(Reuters) - Dereck Seltzer wasn’t happy when he learned that Green Day used his artwork without permission as a video backdrop at its concerts. But a federal appeals court on Wednesday said the popular rock band didn’t violate his rights.
The decision by the 9th U.S. Circuit Court of Appeals in California, in what it called a “close and difficult case,” can make it easier for performers to incorporate works of art to enhance the experience of concert fans, so long as they don’t simply copy the artwork or diminish its value.
Seltzer, a Los Angeles illustrator, in 2003 created “Scream Icon,” an abstract image of an anguished, contorted face that has been used on posters and plastered on walls as street art.
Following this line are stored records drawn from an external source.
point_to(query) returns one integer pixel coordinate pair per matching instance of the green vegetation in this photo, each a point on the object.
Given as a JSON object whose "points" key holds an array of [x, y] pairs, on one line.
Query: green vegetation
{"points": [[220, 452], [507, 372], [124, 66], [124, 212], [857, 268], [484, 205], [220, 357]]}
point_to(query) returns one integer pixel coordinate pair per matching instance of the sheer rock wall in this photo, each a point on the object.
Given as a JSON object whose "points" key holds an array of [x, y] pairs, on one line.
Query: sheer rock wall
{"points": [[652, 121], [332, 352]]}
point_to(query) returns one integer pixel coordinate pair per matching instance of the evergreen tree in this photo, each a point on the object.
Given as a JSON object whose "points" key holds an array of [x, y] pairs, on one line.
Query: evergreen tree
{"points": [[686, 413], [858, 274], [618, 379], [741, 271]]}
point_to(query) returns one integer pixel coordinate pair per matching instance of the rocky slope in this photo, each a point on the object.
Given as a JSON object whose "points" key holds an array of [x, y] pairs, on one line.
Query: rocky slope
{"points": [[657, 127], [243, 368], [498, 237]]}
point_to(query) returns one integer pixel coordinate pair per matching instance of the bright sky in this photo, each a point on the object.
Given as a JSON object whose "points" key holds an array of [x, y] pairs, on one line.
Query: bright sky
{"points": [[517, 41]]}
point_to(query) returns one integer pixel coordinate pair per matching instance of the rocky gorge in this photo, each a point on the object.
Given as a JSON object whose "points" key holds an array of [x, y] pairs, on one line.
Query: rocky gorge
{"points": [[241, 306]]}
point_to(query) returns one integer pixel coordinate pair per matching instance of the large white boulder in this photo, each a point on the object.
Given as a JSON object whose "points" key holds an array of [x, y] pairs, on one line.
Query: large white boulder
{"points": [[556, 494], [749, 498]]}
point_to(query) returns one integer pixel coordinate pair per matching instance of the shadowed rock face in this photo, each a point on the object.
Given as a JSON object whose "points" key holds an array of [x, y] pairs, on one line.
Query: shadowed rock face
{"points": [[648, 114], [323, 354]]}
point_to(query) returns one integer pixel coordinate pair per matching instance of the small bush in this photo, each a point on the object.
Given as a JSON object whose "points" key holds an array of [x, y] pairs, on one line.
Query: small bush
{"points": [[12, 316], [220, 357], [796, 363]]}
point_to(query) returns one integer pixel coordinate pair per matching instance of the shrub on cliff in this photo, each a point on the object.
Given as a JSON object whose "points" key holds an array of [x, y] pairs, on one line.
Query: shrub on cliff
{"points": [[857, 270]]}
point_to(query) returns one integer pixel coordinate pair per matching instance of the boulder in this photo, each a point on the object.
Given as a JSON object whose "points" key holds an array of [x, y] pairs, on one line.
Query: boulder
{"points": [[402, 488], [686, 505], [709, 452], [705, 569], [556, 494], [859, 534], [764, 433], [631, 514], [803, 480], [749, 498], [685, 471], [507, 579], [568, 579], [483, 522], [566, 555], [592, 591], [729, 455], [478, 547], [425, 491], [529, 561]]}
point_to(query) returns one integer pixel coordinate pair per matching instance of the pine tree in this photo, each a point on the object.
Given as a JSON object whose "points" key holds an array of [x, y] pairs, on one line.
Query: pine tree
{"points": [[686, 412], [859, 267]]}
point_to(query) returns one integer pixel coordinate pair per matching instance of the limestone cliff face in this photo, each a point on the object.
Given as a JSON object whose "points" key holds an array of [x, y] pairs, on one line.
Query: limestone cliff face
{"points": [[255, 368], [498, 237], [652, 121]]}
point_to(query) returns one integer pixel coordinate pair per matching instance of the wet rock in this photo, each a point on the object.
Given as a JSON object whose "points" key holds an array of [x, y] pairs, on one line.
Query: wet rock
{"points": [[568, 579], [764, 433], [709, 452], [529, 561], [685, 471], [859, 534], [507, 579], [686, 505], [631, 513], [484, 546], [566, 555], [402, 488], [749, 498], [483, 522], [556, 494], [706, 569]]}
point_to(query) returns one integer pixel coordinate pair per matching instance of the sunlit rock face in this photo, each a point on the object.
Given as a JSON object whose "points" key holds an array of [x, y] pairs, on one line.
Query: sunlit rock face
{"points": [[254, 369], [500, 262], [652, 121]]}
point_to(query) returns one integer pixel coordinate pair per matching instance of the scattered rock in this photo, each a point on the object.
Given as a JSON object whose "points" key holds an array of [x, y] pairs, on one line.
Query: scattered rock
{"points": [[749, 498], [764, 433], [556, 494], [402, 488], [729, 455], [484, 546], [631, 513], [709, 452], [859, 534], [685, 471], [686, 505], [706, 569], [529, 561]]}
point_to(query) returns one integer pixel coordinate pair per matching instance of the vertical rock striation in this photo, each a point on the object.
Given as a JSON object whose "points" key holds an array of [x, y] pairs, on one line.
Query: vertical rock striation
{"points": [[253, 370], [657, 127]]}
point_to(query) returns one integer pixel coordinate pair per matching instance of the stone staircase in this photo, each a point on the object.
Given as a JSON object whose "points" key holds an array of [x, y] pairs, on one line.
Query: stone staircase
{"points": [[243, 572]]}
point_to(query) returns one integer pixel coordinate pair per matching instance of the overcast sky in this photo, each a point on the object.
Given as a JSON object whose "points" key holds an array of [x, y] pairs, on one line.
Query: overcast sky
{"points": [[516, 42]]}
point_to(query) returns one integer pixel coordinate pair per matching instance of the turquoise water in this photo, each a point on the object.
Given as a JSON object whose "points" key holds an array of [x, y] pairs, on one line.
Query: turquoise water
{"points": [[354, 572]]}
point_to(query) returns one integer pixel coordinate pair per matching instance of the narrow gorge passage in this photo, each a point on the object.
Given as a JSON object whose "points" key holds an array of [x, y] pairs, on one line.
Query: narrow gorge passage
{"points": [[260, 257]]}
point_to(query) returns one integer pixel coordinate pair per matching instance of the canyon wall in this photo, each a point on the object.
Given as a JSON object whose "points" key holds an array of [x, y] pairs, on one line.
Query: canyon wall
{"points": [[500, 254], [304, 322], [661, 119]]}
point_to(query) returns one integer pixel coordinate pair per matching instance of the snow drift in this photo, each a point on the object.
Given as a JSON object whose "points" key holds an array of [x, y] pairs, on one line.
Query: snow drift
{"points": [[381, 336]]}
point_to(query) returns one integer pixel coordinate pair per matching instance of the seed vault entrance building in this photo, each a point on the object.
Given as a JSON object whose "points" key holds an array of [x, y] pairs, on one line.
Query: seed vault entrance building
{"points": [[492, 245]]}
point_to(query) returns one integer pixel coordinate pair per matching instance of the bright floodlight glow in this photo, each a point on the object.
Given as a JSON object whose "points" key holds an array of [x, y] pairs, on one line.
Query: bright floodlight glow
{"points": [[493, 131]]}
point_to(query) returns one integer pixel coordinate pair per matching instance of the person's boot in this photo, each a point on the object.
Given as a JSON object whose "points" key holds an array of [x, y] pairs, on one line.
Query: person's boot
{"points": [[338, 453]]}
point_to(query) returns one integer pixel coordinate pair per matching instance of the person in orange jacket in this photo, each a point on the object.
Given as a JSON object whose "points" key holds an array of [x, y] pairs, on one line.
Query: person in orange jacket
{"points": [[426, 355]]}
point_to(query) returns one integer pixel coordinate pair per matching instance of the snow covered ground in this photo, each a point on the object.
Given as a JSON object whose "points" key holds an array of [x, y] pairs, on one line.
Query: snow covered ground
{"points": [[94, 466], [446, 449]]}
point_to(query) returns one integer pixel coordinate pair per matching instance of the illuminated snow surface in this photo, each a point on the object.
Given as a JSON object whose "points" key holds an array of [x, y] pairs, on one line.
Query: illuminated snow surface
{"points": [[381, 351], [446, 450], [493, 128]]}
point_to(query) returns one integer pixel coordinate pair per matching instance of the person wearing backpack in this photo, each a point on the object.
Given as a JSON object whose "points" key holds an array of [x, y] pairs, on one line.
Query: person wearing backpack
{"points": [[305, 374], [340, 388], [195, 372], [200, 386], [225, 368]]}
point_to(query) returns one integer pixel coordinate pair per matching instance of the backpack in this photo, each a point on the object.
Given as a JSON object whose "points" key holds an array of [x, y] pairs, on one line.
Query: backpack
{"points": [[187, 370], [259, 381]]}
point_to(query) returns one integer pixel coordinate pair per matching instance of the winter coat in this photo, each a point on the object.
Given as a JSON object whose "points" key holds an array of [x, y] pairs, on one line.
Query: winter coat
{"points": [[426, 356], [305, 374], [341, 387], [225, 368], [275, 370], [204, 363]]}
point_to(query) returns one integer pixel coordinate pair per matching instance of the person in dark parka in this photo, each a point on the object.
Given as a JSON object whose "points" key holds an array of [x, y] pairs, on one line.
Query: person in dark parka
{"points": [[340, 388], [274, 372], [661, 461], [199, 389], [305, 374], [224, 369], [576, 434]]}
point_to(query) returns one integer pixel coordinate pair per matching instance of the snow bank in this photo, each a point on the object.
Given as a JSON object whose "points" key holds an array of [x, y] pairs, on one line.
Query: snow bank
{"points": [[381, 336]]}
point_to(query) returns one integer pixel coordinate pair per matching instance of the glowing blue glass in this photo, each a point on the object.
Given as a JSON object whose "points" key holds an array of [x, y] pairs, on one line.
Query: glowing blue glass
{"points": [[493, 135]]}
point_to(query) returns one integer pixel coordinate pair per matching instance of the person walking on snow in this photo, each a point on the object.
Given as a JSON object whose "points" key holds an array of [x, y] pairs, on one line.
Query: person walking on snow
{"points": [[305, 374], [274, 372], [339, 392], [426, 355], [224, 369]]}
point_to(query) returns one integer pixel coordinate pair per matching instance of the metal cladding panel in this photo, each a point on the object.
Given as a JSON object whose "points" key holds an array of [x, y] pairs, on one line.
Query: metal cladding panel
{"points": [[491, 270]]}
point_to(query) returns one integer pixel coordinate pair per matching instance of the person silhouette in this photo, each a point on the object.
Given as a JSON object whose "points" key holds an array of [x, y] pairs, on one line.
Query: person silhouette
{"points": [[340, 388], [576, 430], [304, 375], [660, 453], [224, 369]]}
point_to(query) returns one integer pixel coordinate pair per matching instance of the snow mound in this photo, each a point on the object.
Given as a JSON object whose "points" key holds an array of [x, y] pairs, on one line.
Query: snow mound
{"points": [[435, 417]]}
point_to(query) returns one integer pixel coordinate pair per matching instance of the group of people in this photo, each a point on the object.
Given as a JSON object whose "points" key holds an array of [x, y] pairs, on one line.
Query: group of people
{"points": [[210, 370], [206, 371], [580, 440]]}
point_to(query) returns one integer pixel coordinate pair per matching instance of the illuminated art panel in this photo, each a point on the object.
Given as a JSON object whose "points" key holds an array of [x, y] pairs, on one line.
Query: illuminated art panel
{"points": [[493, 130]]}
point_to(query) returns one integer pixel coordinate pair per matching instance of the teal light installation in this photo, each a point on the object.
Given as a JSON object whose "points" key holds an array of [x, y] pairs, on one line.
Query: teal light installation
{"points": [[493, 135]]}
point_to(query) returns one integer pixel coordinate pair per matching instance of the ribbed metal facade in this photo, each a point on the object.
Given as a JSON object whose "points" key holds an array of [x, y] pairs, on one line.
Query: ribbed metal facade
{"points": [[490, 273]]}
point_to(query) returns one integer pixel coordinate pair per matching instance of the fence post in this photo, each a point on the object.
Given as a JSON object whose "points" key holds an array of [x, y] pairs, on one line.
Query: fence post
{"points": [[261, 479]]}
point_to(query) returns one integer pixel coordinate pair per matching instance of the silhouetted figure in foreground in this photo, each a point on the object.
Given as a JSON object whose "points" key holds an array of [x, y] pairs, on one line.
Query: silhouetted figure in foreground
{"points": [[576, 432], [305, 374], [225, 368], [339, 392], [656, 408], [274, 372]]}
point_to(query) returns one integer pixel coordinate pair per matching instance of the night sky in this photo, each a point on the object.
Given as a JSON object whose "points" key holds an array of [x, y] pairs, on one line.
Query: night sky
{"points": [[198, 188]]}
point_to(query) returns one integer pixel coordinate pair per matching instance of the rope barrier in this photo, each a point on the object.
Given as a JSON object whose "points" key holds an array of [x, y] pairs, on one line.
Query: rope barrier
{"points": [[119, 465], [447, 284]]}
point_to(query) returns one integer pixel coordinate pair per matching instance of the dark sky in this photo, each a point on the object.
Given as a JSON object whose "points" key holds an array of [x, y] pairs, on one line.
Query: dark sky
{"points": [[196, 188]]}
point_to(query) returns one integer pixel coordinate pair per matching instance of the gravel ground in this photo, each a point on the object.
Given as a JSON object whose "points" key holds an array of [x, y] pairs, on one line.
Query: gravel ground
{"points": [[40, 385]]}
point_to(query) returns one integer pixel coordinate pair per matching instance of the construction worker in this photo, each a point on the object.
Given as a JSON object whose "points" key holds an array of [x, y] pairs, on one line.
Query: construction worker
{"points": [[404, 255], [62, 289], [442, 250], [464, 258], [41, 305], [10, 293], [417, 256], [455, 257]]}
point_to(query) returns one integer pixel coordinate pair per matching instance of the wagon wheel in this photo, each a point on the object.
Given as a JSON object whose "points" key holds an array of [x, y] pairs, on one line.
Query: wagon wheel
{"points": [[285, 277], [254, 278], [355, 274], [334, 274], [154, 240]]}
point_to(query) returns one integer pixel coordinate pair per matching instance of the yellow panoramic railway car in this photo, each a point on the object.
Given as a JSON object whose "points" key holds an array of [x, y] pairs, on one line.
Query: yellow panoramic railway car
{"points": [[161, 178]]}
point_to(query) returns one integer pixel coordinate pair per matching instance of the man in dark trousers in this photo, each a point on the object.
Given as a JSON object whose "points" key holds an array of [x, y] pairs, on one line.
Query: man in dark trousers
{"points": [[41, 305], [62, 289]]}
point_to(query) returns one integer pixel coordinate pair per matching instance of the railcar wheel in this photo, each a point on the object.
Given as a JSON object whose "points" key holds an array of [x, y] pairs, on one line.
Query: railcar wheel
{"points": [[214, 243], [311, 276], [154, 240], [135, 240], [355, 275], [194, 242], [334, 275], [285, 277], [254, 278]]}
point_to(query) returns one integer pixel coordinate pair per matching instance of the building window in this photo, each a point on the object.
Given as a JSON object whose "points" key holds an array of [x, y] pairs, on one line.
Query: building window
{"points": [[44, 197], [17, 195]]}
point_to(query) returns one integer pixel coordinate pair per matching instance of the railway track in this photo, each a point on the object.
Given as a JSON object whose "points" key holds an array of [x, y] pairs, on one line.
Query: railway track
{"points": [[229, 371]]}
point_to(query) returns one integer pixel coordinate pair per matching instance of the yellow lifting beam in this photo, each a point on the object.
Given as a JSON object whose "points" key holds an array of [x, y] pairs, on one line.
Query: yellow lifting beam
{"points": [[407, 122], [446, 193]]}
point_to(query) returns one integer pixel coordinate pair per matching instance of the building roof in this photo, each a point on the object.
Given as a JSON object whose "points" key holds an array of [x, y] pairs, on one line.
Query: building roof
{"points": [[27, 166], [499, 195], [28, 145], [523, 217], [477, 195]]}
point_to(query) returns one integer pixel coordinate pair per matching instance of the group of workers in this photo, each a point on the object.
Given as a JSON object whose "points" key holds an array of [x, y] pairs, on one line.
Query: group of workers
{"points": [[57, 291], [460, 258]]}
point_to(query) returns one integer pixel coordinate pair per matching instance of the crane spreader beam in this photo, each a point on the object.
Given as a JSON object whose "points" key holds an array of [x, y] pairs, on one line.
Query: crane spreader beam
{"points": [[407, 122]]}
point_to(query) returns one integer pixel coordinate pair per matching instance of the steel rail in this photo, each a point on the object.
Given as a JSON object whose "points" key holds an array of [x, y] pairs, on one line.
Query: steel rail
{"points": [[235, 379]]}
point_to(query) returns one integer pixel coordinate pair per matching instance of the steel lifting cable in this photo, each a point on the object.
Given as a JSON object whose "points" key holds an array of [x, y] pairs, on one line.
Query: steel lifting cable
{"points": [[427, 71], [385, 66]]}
During a 2009 tour, Green Day, whose lead singer is Billie Joe Armstrong and which has sold more than 70 million records, used a version of the artwork covered by a red “spray-painted” cross in a video backdrop for its song “East Jesus Nowhere.”
The version had been adapted from a photo of a weathered and torn copy of Seltzer’s work posted on a brick wall on a corner of Sunset Boulevard in Los Angeles.
Seltzer sued after rejecting a proposed settlement that included concert tickets. But a federal district judge in Los Angeles in 2011 rejected his claims of copyright infringement and violations of the Lanham Act, a federal trademark law.
In upholding that decision, Circuit Judge Diarmuid O‘Scannlain wrote for the 9th Circuit that Green Day’s use of “Scream Icon” was fair, and was “transformative and not overly commercial” despite making few alterations.
“With the spray-painted cross, in the context of a song about the hypocrisy of religion, surrounded by religious iconography, (the) video backdrop using Scream Icon conveys new information, new aesthetics, new insights and understandings that are plainly distinct from those of the original piece,” O‘Scannlain wrote for a three-judge panel.
O‘Scannlain said Seltzer’s testimony that the value of his work wasn’t affected, and the absence of the work from Green Day merchandise and promotional material, also weighed in the band’s favor.
The 9th Circuit did overturn a $201,000 award of attorney’s fees to Green Day. Even though Seltzer lost, it said, he had not been “objectively unreasonable” by suing.
Nathan Canby, a lawyer at Rosenfeld, Meyer & Susman representing Seltzer, did not immediately respond to requests for comment. Peter Anderson, a lawyer for Green Day, did not immediately respond to similar requests.
The case is Seltzer v Green Day Inc et al, 9th U.S. Circuit Court of Appeals, No. 11-56573.